The head of statewide coronavirus testing efforts on Friday condemned the Nevada Health Department for ordering nursing homes to discontinue two government-issued brands of rapid coronavirus testing that the state found inaccurate.
"The bottom line is that the recommendations in the Nevada letter are unjustified and scientifically invalid," said Adm. Brett Giroir, Assistant Secretary for Health and Human Services, on a call with reporters on Friday. The actions of the state are "unwise, uninformed and illegal" and could lead to unspecified rapid punitive measures in the federal government if they are not reversed.
The rapid tests, distributed by the federal government to nursing homes across the country in August, were intended to address the months of delays and equipment shortages that had hampered laboratory testing.
"The important issue is the safety of the elderly," said Admiral Giroir in an interview on Friday. Antigen tests are "life-saving tools" that some nursing home representatives have called a "stroke of luck". According to an analysis by the New York Times, about 40 percent of the country's known Covid-19 deaths came from nursing homes.
But Nevada officials had detected a false positive rash on two types of rapid tests manufactured by Quidel and Becton, Dickinson and Company and used in the state's nursing homes. Both tests look for antigens or parts of coronavirus proteins and were not advertised as false positive results.
Of a sample of 39 positive test results collected in nursing homes across the state, 23 were found to be false positives, the state reported. (The bulletin did not state whether antigen test results, of which there were thousands, were confirmed negative, leaving the number of false negative results unknown.)
"I would consider that to be a significant number of false positives," said Omai Garner, a clinical microbiologist at the University of California at Los Angeles.
Admiral Giroir claimed that such false alarm rates were to be expected and "indeed an excellent result". No test is perfect, he said.
He also said the federal government expected the state to immediately lift its unilateral ban, which he described as violating the Public Preparedness and Emergency Preparedness Act.
A guide from Admiral Giroir's office dated August 31 stipulated that reporting on the PREP Act "prevents" the use of coronavirus tests approved by the Food and Drug Administration for individuals in gathering environments such as care facilities.
What Nevada has done is "illegal," he said. "You cannot replace the PREP law."
In the federal government's formal October 8 response to the Nevada Health Department, signed by Admiral Giroir, state officials were portrayed as scientifically incompetent and their actions "inappropriate" under federal law. "Your letter can only be based on a lack of knowledge or bias and will endanger the lives of our most vulnerable," wrote Admiral Giroir.
Should the state assert itself, "there may be penalties on the part of the federal government," he said in an interview on Friday, but declined to give details.
The Nevada health authorities did not respond to a request for comment.
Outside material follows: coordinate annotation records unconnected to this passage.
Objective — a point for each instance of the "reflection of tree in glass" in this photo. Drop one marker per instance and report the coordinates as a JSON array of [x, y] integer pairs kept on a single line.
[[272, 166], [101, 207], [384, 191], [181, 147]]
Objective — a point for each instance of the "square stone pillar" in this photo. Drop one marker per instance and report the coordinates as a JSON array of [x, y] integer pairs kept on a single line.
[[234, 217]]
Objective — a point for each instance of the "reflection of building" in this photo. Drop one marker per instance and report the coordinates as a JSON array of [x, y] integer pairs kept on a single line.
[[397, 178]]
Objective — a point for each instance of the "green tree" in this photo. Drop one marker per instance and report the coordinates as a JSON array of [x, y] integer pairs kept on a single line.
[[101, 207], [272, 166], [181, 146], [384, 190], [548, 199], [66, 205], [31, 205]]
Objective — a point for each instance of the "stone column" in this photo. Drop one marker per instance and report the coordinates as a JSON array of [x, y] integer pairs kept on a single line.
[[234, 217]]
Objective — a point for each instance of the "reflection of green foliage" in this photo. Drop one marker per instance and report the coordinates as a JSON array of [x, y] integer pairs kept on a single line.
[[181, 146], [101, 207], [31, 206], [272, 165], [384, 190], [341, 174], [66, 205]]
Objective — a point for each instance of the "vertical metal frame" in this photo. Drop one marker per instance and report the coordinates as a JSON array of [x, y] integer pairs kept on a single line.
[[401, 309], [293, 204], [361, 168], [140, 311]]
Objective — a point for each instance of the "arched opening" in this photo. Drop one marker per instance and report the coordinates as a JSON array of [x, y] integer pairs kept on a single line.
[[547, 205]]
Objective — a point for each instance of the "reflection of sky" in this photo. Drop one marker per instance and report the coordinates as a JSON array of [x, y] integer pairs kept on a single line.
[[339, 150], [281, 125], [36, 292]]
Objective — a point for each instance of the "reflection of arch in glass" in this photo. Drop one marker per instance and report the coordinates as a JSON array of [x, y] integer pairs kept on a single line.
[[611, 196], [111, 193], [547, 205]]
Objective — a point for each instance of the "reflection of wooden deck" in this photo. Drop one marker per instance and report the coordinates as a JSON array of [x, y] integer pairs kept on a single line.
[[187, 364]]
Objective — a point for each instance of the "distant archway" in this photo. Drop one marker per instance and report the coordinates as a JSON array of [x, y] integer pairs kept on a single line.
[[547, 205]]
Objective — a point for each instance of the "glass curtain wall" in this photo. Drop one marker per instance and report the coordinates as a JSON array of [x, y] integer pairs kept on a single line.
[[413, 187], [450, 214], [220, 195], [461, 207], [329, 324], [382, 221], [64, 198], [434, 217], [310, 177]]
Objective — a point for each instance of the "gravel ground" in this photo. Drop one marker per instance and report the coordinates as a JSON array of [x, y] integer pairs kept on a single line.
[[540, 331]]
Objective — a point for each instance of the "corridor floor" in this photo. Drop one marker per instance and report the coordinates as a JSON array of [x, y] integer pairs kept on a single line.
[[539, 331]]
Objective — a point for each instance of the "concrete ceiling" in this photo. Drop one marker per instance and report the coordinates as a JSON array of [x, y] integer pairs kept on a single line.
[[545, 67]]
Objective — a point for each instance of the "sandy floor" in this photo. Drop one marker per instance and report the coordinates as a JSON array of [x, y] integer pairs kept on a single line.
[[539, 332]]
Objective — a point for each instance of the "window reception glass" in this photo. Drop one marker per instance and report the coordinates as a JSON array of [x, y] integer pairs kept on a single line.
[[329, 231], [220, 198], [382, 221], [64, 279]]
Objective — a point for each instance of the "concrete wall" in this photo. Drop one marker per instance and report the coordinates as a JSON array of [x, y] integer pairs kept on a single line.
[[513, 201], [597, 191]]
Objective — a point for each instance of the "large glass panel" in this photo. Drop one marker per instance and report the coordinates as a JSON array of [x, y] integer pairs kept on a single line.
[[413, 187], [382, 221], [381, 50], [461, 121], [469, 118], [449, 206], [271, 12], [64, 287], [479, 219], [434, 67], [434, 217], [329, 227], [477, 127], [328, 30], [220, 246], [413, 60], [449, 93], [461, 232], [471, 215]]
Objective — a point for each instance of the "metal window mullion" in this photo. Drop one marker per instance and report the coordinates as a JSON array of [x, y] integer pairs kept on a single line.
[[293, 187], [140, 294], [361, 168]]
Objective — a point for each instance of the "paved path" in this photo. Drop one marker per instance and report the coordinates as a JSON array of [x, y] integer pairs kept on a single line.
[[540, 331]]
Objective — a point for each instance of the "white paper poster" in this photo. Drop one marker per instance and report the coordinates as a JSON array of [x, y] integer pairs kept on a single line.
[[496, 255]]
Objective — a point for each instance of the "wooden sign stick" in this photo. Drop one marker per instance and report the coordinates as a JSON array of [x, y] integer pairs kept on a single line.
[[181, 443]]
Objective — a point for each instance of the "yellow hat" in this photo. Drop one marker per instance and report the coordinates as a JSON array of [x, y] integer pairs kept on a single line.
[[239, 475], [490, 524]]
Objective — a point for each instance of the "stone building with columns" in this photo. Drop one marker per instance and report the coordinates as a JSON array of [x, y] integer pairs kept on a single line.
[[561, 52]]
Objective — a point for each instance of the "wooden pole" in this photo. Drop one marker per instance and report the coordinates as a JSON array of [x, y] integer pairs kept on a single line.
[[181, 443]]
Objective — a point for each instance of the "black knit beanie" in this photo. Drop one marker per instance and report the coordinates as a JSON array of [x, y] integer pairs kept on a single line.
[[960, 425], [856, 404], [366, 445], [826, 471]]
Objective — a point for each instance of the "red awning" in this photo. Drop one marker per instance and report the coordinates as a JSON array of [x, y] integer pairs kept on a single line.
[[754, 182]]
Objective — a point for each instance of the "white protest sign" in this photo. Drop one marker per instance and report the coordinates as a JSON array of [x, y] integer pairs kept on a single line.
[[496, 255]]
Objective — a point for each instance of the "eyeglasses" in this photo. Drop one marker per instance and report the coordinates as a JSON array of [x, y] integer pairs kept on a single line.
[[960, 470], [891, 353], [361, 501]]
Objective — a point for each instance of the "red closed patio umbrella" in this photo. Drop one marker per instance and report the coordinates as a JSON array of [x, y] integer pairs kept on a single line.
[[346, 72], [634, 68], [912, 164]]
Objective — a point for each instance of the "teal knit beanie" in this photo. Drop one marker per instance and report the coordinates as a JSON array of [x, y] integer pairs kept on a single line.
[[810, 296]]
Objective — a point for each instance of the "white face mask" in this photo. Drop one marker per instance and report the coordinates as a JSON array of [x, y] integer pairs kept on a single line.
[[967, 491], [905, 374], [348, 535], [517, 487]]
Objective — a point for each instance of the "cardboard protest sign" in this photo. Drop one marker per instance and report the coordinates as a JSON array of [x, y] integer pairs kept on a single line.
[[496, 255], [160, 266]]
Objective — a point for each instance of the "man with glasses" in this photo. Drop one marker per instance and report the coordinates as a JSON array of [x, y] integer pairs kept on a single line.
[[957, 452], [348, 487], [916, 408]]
Both BD and Quidel made statements that they were satisfied with Admiral Giroir's response and reiterated their confidence in the performance of their products.
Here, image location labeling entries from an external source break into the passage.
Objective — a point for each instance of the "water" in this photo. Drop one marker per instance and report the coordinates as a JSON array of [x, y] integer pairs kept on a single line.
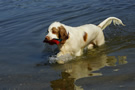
[[24, 58]]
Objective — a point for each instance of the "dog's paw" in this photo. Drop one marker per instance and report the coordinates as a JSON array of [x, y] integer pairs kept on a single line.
[[60, 62]]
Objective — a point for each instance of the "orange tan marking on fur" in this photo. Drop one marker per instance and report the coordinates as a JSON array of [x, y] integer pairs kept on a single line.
[[85, 36], [55, 31], [63, 34]]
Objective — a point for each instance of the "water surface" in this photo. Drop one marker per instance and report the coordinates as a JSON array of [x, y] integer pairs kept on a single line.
[[24, 58]]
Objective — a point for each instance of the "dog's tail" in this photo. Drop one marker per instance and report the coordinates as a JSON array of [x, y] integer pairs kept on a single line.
[[108, 21]]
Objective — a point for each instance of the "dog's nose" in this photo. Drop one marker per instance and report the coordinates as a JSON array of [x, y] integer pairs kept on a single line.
[[47, 38]]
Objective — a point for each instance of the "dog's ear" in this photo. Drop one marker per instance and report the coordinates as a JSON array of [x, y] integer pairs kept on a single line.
[[63, 34]]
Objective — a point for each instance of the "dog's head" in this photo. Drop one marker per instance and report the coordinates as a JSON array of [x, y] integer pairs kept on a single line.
[[57, 31]]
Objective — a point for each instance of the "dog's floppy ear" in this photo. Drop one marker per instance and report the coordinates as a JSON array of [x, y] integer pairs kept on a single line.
[[63, 34]]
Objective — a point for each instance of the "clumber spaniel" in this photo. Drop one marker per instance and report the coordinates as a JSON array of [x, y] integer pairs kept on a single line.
[[75, 39]]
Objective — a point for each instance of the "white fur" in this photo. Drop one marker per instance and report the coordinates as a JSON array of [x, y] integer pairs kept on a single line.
[[75, 44]]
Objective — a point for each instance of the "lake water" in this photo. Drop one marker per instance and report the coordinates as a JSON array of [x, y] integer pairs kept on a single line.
[[24, 57]]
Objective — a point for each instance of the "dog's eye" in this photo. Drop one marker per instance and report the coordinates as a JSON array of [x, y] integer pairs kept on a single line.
[[54, 32]]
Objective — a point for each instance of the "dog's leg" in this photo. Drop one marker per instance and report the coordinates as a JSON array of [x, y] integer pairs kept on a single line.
[[79, 53], [90, 46]]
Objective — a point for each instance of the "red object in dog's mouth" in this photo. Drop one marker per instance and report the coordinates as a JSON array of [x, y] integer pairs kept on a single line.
[[52, 42]]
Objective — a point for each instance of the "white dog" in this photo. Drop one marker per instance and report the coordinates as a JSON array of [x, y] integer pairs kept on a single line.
[[75, 39]]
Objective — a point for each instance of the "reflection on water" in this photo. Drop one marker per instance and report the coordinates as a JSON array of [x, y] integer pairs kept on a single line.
[[87, 66]]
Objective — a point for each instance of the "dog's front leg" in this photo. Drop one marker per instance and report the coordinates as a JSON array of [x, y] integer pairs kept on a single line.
[[60, 61]]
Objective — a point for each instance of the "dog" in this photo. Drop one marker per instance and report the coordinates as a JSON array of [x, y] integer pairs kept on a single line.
[[75, 39]]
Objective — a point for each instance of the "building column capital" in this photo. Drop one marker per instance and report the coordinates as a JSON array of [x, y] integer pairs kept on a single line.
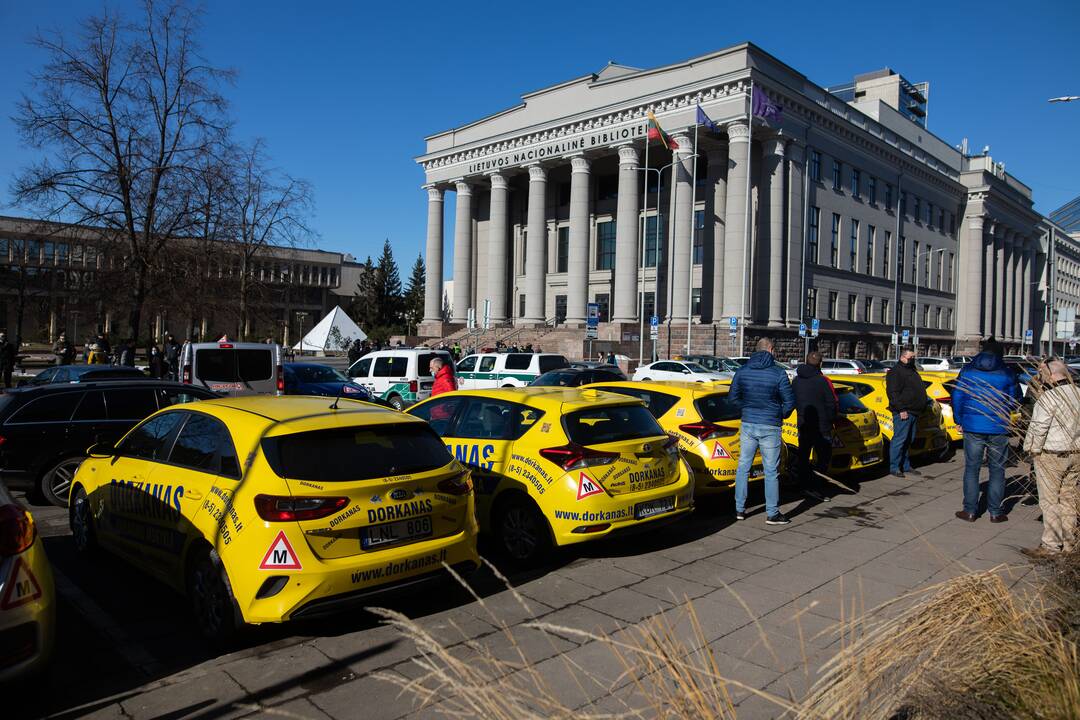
[[578, 164], [628, 154]]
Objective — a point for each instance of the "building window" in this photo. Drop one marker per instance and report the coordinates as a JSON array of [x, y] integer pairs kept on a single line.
[[871, 239], [653, 241], [563, 249], [812, 234], [835, 250], [605, 245], [699, 226], [853, 248]]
Jennifer Nuzzo, a public health expert at Johns Hopkins University, described Giroir's letter to Nevada as "unprecedented in my opinion".
"I've never seen anything like this in my entire life," said Susan Butler-Wu, a clinical microbiologist at the University of Southern California. Nevada, she said, "found on the spot that it was causing them too many problems." And they stopped and stopped. "
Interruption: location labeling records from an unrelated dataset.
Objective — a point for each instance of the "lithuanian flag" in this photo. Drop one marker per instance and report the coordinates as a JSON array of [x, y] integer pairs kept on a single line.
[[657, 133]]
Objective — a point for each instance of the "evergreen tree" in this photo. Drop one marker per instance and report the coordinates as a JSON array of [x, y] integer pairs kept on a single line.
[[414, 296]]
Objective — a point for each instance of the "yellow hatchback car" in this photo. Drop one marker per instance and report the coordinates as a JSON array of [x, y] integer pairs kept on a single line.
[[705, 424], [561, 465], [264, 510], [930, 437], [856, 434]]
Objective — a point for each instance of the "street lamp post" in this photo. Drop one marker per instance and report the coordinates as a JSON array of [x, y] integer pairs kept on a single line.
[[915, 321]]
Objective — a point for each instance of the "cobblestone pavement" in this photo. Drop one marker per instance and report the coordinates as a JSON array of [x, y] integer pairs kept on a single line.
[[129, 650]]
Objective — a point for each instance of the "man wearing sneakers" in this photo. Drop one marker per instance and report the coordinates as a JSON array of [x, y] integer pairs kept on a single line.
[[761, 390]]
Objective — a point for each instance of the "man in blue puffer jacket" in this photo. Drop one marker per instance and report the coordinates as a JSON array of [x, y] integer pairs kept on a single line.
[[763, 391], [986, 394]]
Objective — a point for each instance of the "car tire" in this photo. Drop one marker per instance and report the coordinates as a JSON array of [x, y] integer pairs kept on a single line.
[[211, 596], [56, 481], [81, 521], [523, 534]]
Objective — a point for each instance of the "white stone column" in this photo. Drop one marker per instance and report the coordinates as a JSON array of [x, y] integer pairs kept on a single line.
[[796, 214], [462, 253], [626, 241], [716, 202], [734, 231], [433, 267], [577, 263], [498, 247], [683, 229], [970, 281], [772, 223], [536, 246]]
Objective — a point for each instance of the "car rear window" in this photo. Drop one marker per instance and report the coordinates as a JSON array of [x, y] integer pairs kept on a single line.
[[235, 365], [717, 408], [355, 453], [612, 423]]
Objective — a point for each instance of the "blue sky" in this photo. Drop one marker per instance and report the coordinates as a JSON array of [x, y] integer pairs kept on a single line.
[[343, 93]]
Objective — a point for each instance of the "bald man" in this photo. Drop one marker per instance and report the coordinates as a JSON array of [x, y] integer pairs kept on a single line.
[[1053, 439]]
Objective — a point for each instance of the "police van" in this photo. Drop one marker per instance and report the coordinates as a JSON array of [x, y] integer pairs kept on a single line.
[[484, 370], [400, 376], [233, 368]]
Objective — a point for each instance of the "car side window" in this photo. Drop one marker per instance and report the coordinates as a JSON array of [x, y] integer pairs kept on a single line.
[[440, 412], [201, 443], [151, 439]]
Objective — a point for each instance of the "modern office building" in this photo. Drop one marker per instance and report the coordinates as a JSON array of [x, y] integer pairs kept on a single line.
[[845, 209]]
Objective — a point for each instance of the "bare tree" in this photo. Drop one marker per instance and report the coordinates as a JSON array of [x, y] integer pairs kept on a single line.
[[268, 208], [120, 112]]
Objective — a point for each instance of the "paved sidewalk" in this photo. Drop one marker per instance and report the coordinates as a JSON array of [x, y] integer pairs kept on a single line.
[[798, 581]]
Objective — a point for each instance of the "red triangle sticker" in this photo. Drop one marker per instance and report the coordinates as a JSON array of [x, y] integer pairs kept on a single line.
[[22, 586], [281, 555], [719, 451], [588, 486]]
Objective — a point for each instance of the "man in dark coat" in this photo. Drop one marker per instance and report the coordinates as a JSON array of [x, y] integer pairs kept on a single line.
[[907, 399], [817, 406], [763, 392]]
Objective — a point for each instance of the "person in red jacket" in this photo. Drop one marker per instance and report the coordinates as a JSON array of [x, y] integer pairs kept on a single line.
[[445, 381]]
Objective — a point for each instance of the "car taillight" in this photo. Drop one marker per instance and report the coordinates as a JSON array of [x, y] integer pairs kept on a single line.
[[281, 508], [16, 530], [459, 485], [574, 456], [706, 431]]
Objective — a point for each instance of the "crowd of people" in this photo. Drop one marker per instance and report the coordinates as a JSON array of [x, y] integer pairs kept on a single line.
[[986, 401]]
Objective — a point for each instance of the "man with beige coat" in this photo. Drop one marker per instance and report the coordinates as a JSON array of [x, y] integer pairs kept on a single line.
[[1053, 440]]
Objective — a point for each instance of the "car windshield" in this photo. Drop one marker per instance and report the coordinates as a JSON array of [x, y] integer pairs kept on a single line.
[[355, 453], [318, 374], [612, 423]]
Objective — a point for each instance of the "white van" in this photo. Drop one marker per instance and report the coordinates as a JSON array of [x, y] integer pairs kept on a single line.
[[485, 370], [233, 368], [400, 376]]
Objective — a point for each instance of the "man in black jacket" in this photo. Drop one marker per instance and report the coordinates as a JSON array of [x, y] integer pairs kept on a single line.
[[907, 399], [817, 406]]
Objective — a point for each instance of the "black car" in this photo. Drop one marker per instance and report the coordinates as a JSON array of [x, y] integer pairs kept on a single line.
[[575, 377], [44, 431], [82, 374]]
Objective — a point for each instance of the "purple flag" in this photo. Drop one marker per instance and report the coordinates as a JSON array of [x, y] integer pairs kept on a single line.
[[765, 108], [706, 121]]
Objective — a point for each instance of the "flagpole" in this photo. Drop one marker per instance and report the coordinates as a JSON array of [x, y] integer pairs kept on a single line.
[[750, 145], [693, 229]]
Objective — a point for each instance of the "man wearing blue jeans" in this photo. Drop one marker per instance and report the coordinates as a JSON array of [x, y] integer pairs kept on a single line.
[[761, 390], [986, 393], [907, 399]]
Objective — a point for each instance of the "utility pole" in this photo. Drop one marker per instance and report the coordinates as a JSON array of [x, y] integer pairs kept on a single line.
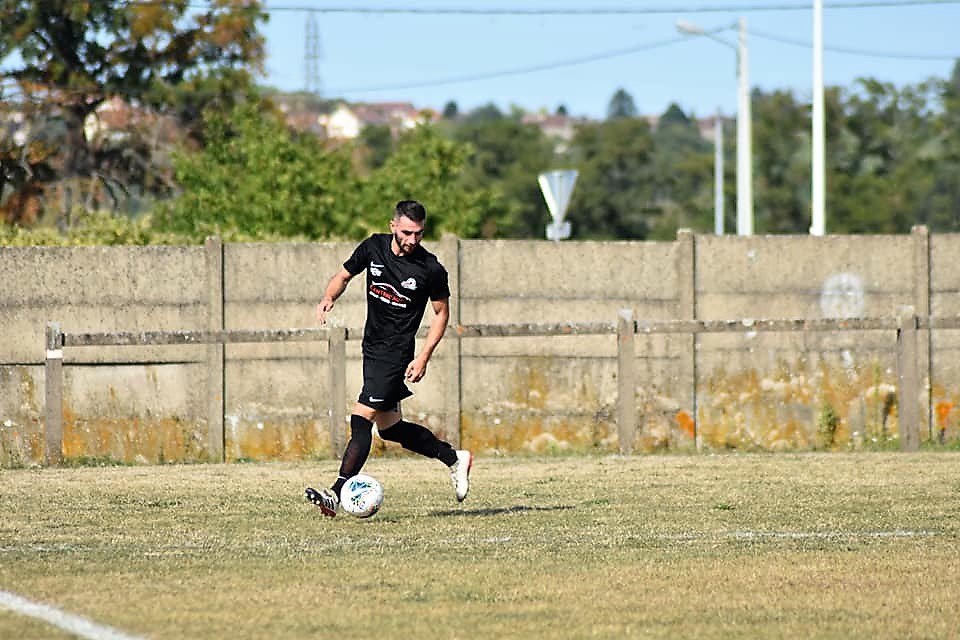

Tom Bollyky, director of the global health program and senior fellow on global health, business and development at the Council on Foreign Relations, said Nevada could have legal grounds to oppose the federal government.
"You have legitimate concerns about the accuracy of the test," he said, noting that the mandate for certain types of tests was not what the law was written for: "It should provide immunity to vaccine and drug claims."
However, should the matter lead to litigation or similar action from other states, care institutions could find themselves in the middle of a tense dispute.
"The need to manage the differences between federal and state mandates in testing – a critical tactic – is another burden at an already challenging time," said Ruth Katz, senior vice president of policy for LeadingAge, an association of nonprofit providers of aging services.
Mr. Bollyky also noted that he was impressed with the "sour" tone of the letter. "This goes without saying for 2020, but I can't remember the last time I received a letter like this before 2020 from an H.H.S. official from the state health department," he said.
"I didn't mean to be disrespectful," Admiral Giroir replied to questions about the tone of the letter to Nevada state officials. However, he hoped the wording would send a clear and far-reaching message that the federal government's testing policy, which he insists on 100 percent scientific support, should not be underestimated.
"I wanted to be clear to everyone, not just Nevada," he said, adding, "I think your decision is wrong."